La première fois que j'ai ouvert le livre, c'est dans le train vers Paris ... ce qui, avouons-le, est le meilleur endroit pour ouvrir un livre pour la première fois ! Et j'ai commencé à lire, en prenant de temps en temps des notes pour mon journal ...
Pour vous donner une idée de l'ambiance du récit, je vous recopie intégralement la première page (page 9 du livre) :
"J'attends dans le couloir, devant la porte de la directrice. Je regarde les photos de classe des filles de terminale accrochées au mur. Moi, je passerai mon bac dans cinq ans. Toutes les filles portent un chemisier blanc et la plupart ont des nattes. J'attrape ma natte, et je prends une résolution : je demanderai à poser sur la photo avec les cheveux détachés. J'enlève l'élastique, je lisse mes cheveux avec les doigts. Je les laisse pousser depuis un moment, ils commencent à être longs.
J'attends. Je regarde le parc par la fenêtre. De chaque côté de l'allée, il y a des oiseaux perchés en haut des peupliers dénudés. Ce sont des corneilles.
J'observe les corneilles. J'attends.
Je me demande ce que la directrice me veut.
Cela fait presque six mois que je suis à l'internat. Tout le monde est gentil avec moi, les élèves, les profs, les surveillantes. Elles sont désolées de ce qui est arrivé à mes parents.
Je regarde l'arbre. Je ne veux pas penser à eux. J'attends."
Voilà ... premières impressions ? On est donc en présence d'un récit à la première personne (mené par une jeune fille) et au présent. Son nom ? J'en suis arrivé à la page 323 ( sur 527) et je ne le connais toujours pas ... Ce que l'on sait d'entrée, c'est que cette jeune fille a perdu ses parents, sûrement d'une manière dramatique, d'où la compassion qui l'entoure. Ce que l'on sait aussi, c'est qu'elle est du genre à prendre des décisions et qu'elle NE VEUT PAS penser ...
Très vite moi j'ai pensé à Sofi Oksanen, l'auteure finlandaise de "Purge", je ne sais pas si vous connaissez : même mise à distance de la narratrice et du récit, avec une évacuation quasi-totale de l'expression des sentiments. Une écriture "objective" donc, qui confine parfois à la schizophrénie, comme si la narratrice se regardait agir et vivre. Ou peut-on même parler d'une écriture "autistique", comme pourrait le laisser penser le passage où la narratrice quitte l'internat (Pages 21 à 24) ? On verra plus loin que c'est un peu plus compliqué que cela ...

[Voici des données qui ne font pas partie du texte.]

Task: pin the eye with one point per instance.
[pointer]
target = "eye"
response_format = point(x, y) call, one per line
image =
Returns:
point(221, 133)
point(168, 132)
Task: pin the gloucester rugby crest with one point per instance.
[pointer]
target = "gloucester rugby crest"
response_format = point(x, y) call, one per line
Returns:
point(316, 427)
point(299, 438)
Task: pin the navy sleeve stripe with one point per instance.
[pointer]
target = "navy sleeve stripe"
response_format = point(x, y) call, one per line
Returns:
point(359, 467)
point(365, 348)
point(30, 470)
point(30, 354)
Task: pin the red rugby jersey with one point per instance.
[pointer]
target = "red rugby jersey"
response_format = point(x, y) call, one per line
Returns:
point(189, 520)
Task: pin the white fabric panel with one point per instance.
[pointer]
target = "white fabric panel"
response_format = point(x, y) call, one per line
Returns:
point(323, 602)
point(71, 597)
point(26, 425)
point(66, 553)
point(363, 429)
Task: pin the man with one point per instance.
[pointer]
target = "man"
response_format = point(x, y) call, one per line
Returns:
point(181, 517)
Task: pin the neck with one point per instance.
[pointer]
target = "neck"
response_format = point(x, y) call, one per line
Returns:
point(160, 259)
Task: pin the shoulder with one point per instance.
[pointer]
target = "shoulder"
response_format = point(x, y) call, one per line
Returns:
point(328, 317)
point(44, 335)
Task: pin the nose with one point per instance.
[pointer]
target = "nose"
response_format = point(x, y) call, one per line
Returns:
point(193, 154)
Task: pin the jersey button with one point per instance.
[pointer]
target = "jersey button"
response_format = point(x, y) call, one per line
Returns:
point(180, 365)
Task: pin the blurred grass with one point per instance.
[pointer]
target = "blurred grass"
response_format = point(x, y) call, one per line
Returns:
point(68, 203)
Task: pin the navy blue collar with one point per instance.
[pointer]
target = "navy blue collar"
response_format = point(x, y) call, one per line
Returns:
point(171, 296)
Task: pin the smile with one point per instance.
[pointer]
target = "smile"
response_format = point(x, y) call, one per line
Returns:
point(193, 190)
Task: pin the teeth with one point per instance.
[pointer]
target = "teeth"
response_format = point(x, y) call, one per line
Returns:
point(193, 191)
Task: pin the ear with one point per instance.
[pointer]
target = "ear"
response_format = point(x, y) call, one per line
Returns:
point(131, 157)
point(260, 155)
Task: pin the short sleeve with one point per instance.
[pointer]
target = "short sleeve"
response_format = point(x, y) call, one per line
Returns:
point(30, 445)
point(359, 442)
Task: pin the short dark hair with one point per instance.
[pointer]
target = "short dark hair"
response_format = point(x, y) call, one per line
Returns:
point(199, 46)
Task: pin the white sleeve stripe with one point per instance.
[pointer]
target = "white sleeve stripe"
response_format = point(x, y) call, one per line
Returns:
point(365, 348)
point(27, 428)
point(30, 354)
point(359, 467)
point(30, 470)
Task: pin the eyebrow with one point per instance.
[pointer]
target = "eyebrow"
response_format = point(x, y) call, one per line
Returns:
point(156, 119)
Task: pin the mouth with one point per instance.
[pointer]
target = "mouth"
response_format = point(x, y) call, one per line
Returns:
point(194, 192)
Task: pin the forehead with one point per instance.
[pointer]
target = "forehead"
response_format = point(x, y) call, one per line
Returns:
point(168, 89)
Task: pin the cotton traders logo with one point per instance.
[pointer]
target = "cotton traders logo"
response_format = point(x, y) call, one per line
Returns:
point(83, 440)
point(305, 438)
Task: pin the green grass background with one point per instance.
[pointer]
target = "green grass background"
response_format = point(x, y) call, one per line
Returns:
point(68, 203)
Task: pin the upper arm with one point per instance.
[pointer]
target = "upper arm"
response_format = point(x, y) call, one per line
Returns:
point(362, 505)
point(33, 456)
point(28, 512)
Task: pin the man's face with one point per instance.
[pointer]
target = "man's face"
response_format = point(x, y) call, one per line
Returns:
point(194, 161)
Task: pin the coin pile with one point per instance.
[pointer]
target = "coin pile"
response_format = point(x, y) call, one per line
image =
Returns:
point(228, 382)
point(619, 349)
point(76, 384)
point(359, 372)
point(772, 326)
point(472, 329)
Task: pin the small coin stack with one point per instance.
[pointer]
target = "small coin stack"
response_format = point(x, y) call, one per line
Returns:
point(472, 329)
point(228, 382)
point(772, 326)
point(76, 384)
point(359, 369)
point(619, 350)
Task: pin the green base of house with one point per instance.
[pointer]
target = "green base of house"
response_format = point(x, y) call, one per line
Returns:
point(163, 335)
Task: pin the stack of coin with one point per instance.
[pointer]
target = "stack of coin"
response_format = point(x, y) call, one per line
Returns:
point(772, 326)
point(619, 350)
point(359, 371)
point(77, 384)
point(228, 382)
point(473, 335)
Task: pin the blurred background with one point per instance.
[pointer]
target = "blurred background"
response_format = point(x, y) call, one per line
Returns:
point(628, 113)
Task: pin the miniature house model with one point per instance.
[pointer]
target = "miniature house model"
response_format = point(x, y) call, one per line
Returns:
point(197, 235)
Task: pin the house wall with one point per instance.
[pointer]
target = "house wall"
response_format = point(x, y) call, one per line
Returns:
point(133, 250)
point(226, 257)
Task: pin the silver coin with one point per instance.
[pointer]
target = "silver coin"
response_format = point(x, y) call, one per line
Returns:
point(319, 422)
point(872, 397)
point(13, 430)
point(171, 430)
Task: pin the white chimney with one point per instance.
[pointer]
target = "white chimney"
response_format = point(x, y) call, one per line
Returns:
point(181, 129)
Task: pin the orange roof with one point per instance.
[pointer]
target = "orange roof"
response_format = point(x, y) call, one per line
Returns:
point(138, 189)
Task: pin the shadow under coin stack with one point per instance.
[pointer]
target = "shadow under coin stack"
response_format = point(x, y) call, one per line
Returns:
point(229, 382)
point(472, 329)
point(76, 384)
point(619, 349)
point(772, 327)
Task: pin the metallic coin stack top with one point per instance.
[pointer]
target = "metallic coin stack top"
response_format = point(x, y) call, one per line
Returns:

De même, pour rapporter les paroles des personnages c'est presque toujours le style indirect qui est employé. Un exemple page 17 :
"Grand-mère me dit qu'elle va m'aider à l'attacher à mon poignet. Je remarque seulement maintenant, quand elle me la prend des mains, que le bracelet est en métal. Grand-mère l'écarte avec ses doigts, la fait glisser sur mon poignet mais de façon à ce que le cadran soit placé à l'intérieur du poignet. Elle me dit que c'est comme ça qu'on doit porter sa montre. Elle ferme l'attache, le bracelet en métal s'enroule autour de mon poignet, il est si froid qu'il me donne la chair de poule. Grand-mère me dit que j'ai un joli poignet, tout fin, la montre me va très bien, elle est faite pour moi, il n'y aura même pas besoin d'ajuster le fermoir, elle me dit de regarder comme elle me va bien."
Et ce style indirect, plus ou moins libre, donne une curieuse impression de "déréalisation", comme si les personnages n'étaient pas tout-à-fait vivants, ou comme s'ils n'avaient d'existence qu'à travers ce que la narratrice dit d'eux ...
Avez-vous remarqué comme certains livres sont hospitaliers ? Très vite ils forment comme des bulles que l'on est tout content de retrouver, au sein desquelles on se trouve fort aise de se glisser ... Eh bien ce n'est pas du tout le cas avec "Le bûcher" ! D'abord c'est un livre qui se révèle assez vite inquiétant, où planent des ombres et des menaces ... comme dans "la scène des bougies" par exemple (pages 59 à 62) au cours de laquelle la narratrice se voit rangée, sans qu'elle n'y comprenne rien, au rang des "coupables" ... Et puis c'est un livre dont la lecture n'est pas facile. Pourtant les phrases sont courtes, et le vocabulaire assez simple, on devrait donc pouvoir le dévorer ! Eh bien non, ça ne marche pas. Moi qui aime pourtant ça, dévorer des pages que je lis en trois coups d’œil, j'ai été régulièrement obligé d'arrêter, de poser le livre, au bord de l'étouffement, de la suffocation ... Mais il n'empêche ... faut-il le préciser ? je n'ai pas pu faire autrement que d'aller jusqu'au bout !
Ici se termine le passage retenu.